Lansdowne 3The Bayview site isn’t really huge enough to build a lot of stuff to generate those profits that are supposed to support the arena.  The NCC has its own mandate which is more likely to favour a new museum over an arena, while the Feds won’t want to set a precedent being seen to fund a sports arena; that support will have to suitably disguised.

So let’s look at a partnership or trade-off of interests and properties.

The Senators property arm gets to build out the NCC Flats from Booth over to Preston, as per a NCC plan, while the City throws in the land at Bayview, and its development rights, including the city as tenant in the new office buildings housing the Innovation Centre.

Expect some planning bones to be thrown to potential critics, in order to create a win-win atmosphere.  The sports fans get an arena.  Throw in a new library and admin building, built by the developer and leased back by the City.  The City gets its educational and high tech kudos, and a nascent transit-oriented showpiece around Bayview Station  (err, rename that Bayview Crossing  to reflect its new role).  The cost of the land contributed can be suitably obscured in complex fine print.  The NCC gets to keep the site west of Peston for a new museum.
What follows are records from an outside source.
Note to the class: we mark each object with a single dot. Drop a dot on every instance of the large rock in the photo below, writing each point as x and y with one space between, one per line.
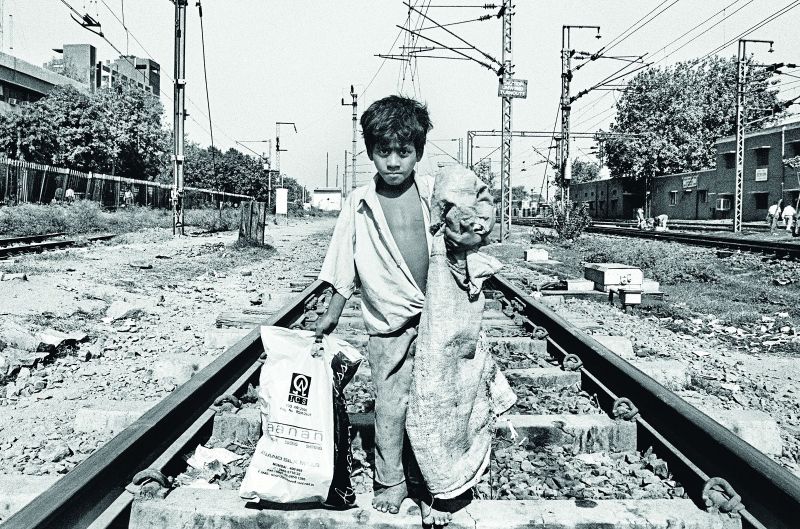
119 310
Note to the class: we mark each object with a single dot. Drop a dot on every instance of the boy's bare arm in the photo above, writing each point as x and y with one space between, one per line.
328 321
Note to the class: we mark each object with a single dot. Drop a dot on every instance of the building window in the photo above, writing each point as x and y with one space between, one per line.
730 160
762 157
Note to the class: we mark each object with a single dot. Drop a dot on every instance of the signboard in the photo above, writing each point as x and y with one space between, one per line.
513 88
281 196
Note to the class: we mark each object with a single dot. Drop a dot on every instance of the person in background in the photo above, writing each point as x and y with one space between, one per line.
128 197
640 222
773 214
788 214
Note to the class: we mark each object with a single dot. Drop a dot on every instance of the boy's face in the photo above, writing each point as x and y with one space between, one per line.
394 162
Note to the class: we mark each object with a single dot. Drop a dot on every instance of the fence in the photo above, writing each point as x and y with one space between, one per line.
31 182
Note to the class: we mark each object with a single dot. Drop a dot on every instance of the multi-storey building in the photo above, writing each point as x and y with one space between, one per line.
770 173
22 83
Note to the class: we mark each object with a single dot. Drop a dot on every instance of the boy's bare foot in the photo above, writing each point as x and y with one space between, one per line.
431 516
390 498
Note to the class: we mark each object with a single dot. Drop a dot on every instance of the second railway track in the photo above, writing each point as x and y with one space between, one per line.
623 411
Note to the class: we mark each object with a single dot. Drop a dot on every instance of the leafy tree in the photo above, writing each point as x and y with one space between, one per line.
111 131
678 113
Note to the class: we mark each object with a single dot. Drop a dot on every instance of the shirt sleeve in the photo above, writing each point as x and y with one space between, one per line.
339 267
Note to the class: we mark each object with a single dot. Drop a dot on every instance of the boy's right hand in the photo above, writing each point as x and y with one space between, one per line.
325 325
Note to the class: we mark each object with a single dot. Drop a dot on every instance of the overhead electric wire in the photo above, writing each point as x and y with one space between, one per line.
208 99
429 19
754 27
608 47
704 32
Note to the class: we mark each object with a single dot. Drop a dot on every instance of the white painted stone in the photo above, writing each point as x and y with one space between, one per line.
224 338
536 254
110 416
752 426
618 345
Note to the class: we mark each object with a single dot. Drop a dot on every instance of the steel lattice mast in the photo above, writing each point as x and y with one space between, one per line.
505 147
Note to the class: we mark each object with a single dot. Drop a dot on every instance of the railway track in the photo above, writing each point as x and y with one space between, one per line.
789 250
39 243
130 480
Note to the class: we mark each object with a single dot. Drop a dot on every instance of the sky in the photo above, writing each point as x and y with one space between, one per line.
294 61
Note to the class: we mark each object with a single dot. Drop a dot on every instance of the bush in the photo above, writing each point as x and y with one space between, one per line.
570 221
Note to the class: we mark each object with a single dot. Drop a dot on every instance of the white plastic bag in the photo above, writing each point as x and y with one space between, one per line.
294 458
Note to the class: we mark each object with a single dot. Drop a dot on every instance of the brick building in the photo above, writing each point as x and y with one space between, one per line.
709 194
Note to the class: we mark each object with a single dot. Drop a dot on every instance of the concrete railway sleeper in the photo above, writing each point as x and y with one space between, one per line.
569 387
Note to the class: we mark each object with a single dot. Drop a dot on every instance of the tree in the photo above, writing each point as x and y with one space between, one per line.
677 113
584 171
111 131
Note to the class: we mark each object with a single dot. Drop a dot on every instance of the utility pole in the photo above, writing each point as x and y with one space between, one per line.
278 149
179 115
566 106
354 104
505 146
741 84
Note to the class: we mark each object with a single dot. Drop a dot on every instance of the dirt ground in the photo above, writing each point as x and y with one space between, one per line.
172 290
146 298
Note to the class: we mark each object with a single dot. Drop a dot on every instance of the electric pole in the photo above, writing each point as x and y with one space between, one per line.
505 146
179 115
741 84
354 104
278 149
565 164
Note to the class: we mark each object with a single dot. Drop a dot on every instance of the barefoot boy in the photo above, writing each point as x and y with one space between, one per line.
382 243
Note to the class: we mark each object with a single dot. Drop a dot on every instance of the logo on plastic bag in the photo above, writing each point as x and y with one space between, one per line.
299 388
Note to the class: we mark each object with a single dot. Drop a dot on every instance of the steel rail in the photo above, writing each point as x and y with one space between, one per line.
98 483
770 493
37 247
7 241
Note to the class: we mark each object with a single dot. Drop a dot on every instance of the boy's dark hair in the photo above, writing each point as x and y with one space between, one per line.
396 117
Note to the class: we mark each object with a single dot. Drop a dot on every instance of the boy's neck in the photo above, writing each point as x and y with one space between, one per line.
382 188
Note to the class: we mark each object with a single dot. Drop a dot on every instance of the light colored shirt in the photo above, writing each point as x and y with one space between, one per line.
363 253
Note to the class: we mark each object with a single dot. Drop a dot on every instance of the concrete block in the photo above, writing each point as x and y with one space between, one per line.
536 254
524 345
579 285
671 374
109 417
543 377
610 275
552 301
650 285
192 508
581 433
754 427
244 426
618 345
224 338
18 491
177 368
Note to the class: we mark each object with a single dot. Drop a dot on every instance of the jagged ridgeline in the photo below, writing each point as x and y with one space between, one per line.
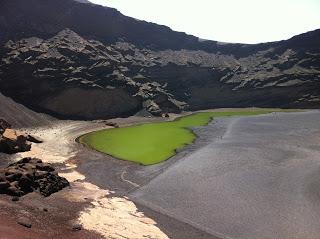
79 60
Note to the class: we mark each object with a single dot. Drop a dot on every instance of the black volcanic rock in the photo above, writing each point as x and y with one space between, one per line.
28 175
77 60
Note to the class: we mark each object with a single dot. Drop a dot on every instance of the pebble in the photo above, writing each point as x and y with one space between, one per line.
24 222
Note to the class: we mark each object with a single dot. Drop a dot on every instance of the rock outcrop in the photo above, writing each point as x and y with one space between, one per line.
28 175
11 141
114 65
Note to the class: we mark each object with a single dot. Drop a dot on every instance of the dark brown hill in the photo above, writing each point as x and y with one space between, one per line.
77 60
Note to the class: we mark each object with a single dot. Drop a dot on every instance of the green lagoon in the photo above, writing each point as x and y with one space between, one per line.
152 143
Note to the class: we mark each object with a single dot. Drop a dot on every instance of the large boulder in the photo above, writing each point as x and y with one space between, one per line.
28 175
4 125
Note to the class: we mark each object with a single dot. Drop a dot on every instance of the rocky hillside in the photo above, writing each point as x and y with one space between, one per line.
78 60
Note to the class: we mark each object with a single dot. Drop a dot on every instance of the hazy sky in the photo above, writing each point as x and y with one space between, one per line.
245 21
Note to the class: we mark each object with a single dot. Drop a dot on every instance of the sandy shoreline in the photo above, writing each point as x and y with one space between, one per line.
105 211
102 188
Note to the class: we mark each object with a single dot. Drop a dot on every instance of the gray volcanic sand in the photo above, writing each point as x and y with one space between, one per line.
261 179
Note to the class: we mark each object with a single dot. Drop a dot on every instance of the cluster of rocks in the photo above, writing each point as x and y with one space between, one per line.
28 175
13 141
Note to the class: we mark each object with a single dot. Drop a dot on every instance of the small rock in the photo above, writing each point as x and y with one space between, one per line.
15 199
24 222
34 139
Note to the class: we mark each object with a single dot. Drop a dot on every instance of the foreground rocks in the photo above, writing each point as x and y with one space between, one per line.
88 70
28 175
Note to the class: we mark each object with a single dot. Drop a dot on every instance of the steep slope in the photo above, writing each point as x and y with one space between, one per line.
19 116
77 60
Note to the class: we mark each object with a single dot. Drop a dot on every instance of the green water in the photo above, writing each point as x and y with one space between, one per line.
153 143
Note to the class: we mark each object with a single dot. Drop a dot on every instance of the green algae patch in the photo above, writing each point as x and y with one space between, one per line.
152 143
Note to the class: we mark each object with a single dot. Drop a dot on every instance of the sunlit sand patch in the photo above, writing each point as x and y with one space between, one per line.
119 218
112 217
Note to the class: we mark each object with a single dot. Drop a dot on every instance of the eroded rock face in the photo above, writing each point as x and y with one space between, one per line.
28 175
115 66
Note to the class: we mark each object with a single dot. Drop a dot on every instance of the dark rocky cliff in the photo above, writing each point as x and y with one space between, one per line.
79 60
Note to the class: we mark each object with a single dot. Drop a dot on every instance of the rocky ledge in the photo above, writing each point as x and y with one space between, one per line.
13 141
28 175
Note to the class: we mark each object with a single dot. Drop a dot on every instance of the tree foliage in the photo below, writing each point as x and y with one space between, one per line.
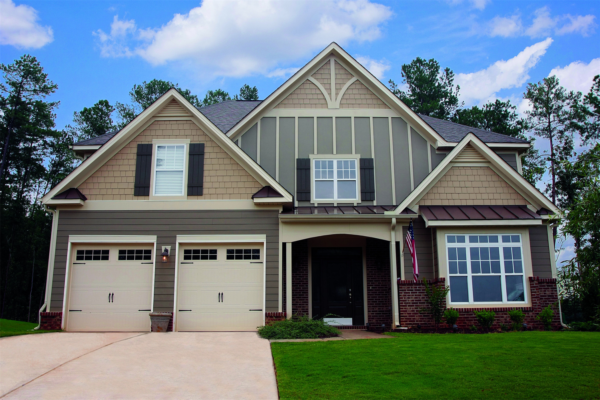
429 91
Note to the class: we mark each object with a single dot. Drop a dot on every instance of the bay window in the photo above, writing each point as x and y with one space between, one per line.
335 180
485 268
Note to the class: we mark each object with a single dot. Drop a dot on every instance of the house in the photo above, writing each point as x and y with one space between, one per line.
244 212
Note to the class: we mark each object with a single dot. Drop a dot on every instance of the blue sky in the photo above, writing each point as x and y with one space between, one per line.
99 49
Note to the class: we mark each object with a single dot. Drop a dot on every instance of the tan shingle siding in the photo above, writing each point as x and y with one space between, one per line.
359 96
472 186
224 178
306 95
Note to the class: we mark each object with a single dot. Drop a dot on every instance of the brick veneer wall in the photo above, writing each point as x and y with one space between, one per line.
300 278
412 298
50 321
379 297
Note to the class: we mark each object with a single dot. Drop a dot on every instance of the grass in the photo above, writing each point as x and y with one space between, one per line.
15 328
415 366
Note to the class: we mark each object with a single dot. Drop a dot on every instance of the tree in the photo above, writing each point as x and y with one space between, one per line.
247 93
142 96
429 91
94 121
215 97
552 117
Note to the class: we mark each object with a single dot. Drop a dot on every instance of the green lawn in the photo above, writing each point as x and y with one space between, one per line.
14 328
539 365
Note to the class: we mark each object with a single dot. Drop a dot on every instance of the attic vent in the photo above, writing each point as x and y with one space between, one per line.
173 109
469 154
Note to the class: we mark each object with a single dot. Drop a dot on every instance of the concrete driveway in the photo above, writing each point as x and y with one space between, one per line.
223 365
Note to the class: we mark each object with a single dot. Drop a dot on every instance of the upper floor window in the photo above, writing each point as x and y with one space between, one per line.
169 170
335 180
485 268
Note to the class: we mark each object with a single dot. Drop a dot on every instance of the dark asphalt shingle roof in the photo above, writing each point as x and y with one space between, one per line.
228 113
454 133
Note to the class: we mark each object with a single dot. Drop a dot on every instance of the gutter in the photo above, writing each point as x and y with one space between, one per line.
50 271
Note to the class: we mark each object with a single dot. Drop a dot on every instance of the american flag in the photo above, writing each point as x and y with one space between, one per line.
410 243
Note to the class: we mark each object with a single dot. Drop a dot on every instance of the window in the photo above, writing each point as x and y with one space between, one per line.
243 254
335 180
485 268
92 255
135 255
200 254
169 170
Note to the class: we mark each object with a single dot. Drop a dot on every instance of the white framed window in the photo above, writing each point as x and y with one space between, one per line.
335 180
169 170
485 268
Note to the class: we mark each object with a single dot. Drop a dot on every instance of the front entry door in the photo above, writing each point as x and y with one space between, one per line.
337 283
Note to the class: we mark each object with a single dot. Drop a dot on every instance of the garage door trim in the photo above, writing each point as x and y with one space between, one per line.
99 239
224 239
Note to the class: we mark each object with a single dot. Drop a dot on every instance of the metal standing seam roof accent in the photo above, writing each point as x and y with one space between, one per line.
461 213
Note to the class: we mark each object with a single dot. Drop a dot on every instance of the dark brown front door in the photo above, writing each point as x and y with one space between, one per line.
337 283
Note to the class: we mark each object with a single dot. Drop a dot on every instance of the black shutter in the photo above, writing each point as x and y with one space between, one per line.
303 179
367 179
143 170
196 170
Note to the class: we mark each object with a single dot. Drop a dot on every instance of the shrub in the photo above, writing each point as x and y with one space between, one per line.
485 318
451 316
298 328
517 317
545 317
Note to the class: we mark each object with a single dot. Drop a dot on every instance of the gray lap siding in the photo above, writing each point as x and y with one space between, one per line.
166 225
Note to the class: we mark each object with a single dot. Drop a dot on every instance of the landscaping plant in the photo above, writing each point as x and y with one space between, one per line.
545 317
298 328
517 317
436 297
485 318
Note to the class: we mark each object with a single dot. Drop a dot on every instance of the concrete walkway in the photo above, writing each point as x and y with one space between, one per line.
223 365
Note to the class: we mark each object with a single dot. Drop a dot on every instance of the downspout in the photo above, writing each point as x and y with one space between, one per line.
50 271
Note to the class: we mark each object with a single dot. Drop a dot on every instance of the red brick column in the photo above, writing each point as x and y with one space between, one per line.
300 278
379 291
50 321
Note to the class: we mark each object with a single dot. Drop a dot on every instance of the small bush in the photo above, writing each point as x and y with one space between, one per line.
451 316
485 318
517 317
298 328
545 317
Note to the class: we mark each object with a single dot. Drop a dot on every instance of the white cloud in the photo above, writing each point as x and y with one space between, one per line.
19 26
578 24
377 68
240 38
543 24
505 26
484 84
578 75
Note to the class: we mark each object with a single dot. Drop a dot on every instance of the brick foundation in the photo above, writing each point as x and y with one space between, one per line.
300 278
412 299
272 317
379 297
50 321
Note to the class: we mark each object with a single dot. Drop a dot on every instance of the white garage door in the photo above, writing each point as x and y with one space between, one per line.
111 287
220 287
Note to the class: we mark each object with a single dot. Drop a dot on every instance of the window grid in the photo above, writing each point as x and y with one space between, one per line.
243 254
135 255
200 254
486 256
338 172
92 255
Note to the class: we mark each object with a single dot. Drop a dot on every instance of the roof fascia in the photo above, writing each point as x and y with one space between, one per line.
363 75
96 160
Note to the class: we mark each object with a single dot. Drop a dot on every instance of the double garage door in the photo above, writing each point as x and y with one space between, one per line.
219 287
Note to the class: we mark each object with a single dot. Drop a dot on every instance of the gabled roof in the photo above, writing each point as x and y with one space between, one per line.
96 160
453 132
516 180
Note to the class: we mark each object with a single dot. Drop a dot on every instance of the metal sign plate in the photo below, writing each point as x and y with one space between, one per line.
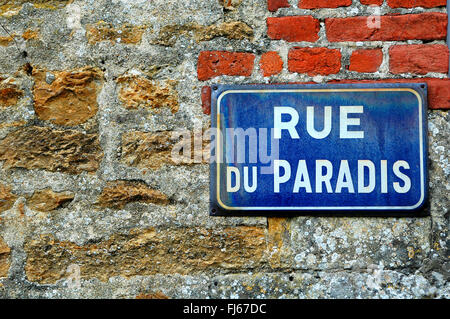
312 149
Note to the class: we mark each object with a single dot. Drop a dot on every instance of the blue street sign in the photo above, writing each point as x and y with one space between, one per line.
310 149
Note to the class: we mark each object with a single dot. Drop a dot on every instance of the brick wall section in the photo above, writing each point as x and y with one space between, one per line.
372 2
274 5
326 60
271 63
418 58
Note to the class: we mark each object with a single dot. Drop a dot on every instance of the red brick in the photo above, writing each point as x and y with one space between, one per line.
314 4
423 26
293 29
271 63
438 89
216 63
274 5
206 99
314 61
373 2
416 3
366 60
418 58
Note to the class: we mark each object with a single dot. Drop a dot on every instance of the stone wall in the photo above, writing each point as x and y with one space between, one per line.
92 204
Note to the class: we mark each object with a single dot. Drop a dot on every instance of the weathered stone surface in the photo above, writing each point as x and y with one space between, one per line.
119 193
9 92
140 92
146 252
156 295
65 151
5 41
232 30
7 198
47 200
66 97
4 258
102 31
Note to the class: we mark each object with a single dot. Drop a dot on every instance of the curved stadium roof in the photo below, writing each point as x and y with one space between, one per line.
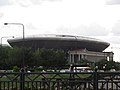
65 42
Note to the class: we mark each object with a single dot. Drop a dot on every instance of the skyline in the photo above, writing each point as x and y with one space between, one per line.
92 18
Look for an arena that can be marketed for conventions too, with its direct link out to the airport (otherwise the airport link will deliver customers to the Gatineau casino).  Stir in a few high rise hotels. Throw in a few 20 year leases for “affordable housing”.  Blend in some complicated lease backs, development rights, and sole source contracts, and dedicated tax revenues from the surrounding development to support the public areas around the arena, and just like Lansdowne there is the makings of a deal.

Isn’t it amazing what could be accomplished if the parties work together?  It could all come together remarkably fast.

Eric Darwin is the founder of the popular blog West Side Action that focuses on urban development.